Time to challenge received wisdom on green issues
For our ecosystem to survive, we need to act fast. In a double dip recession, the only real option lies in energy efficiency measures, says Mark Northcott
At the end of this summer's Rio+20 world summit on sustainable development, cynics questioned the willingness of some businesses to put the sustainability of our ecosystem before their own profitability, arguing that for a business, the bottom line matters more than its products, services and customers. Businesses will no doubt respond that they will be subjected to mandatory greenhouse gas reporting and are calling for still tighter regulations. What is clear is that the commercial world needs to act fast to protect our future.
How then to become more sustainable? Back in 1987, the seminal Brundtland Report defined sustainability as matching 'the needs of the present without compromising the ability of future generations to meet their own needs.'
Concerns about climate change and global warming were as real then as they are now. Yet, despite our green talk, we continue to waste vast amounts of energy with disastrous consequences.
However committed businesses are to preventing climate change through green operation, it is disingenuous to dismiss the importance of profitability to their practice. The soaring price of fuel, however, does act as a spur to reducing energy bills and therefore energy use.

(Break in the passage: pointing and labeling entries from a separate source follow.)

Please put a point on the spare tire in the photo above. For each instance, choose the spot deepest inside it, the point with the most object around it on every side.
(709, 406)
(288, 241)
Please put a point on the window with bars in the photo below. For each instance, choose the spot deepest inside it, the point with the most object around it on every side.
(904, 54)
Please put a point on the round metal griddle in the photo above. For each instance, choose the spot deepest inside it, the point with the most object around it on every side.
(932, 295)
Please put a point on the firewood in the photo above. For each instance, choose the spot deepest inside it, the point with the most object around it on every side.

With heating and hot water alone accounting for nearly half the UK energy use, around forty per cent of its greenhouse gas emissions, and costing us over £33 billion this year alone according to DECC, it makes financial sense to examine more sustainable and cost effective sources of energy for heating.
Sustainable energy has two pillars: renewable energy and energy efficiency. The coalition Government's initial response to global warming was to set the nation two ambitious targets: become a low carbon nation by 2050, and double our use of renewable energy to 15 per cent from 2020. Increasing our supply of energy from renewable sources and improving the technology that allows us to do this is essential for future generations.
However, renewable technologies require significant financial investment and the payback period is long, making them less viable in the current economic climate. They are also largely dependent on public grants such as the RHI, therefore not financially sustainable. Furthermore, renewable energy cannot support our current demand for energy, accounting for just 3.8 per cent of our energy consumption in 2011 as stated in a recent report by DECC.
To live a truly sustainable life, we would need to alter our lifestyles and drastically reduce our energy consumption. There is no getting away from the fact that gas will be our main source of fuel for the next 40 to 50 years.
The answer must be to use our remaining fuel reserves more sparingly. Right now, alongside encouraging the uptake of renewable energy technologies, we need to bridge the coming energy gap through energy efficient measures.
Energy efficiency is an effective, affordable and sustainable approach to protecting our ecosystem and our coffers. Improving the energy efficiency of a heating system not only requires relatively low upfront costs but produces significant energy and greenhouse gas savings. The UK is renowned for having some of the leakiest buildings in Europe so insulation would be the starting point. Then there are controls: putting the right controls on a heating system is essential to maximising its efficiency.
Refurbishing an old heating system offers even greater savings and is often the only affordable and replicable option, given the UK's high percentage of old building stock. Old boilers are extremely wasteful; upgrading to a high efficiency boiler would cut fuel costs by up to 50 per cent and reduce CO2 and NOx emissions by at least 90 per cent.
New heating systems incorporating heat recovery units offer even higher attainable efficiencies (in the case of our own Remeha Quinta Eco Plus 97 per cent GCV at 82/71 deg C flow and return temperatures). So, they deliver £97 of actual usable energy for every £100 of gas input on existing real time systems and installations, bringing maximum fuel and carbon savings with rapid payback.
UK businesses and organisations look to the heating industry for advice on how to meet both environmental commitments and profitability targets through energy efficiency. At Remeha Commercial, we believe that the manufacturer's role here is key. As the experts on our own products, manufacturers need to support consultants and contractors more in the specification process.
Too many heating systems do not operate at their maximum efficiency levels, a problem which can be resolved by manufacturers working more closely with consultants on system design. In this double dip recession, manufacturers can also assist contractors in recommending the appropriate products or systems that deliver the most usable energy for a project within the budgetary requirements.
Some manufacturers may also offer financing schemes for approved energy efficiency products to ease the initial outlay.
Typically, payments are offset against the energy savings so that the products not only pay for themselves in the first year or so but continue to produce savings on a yearly basis.
Now is not the time to stand still. We must continue to innovate, continue to challenge existing conventional heating efficiencies.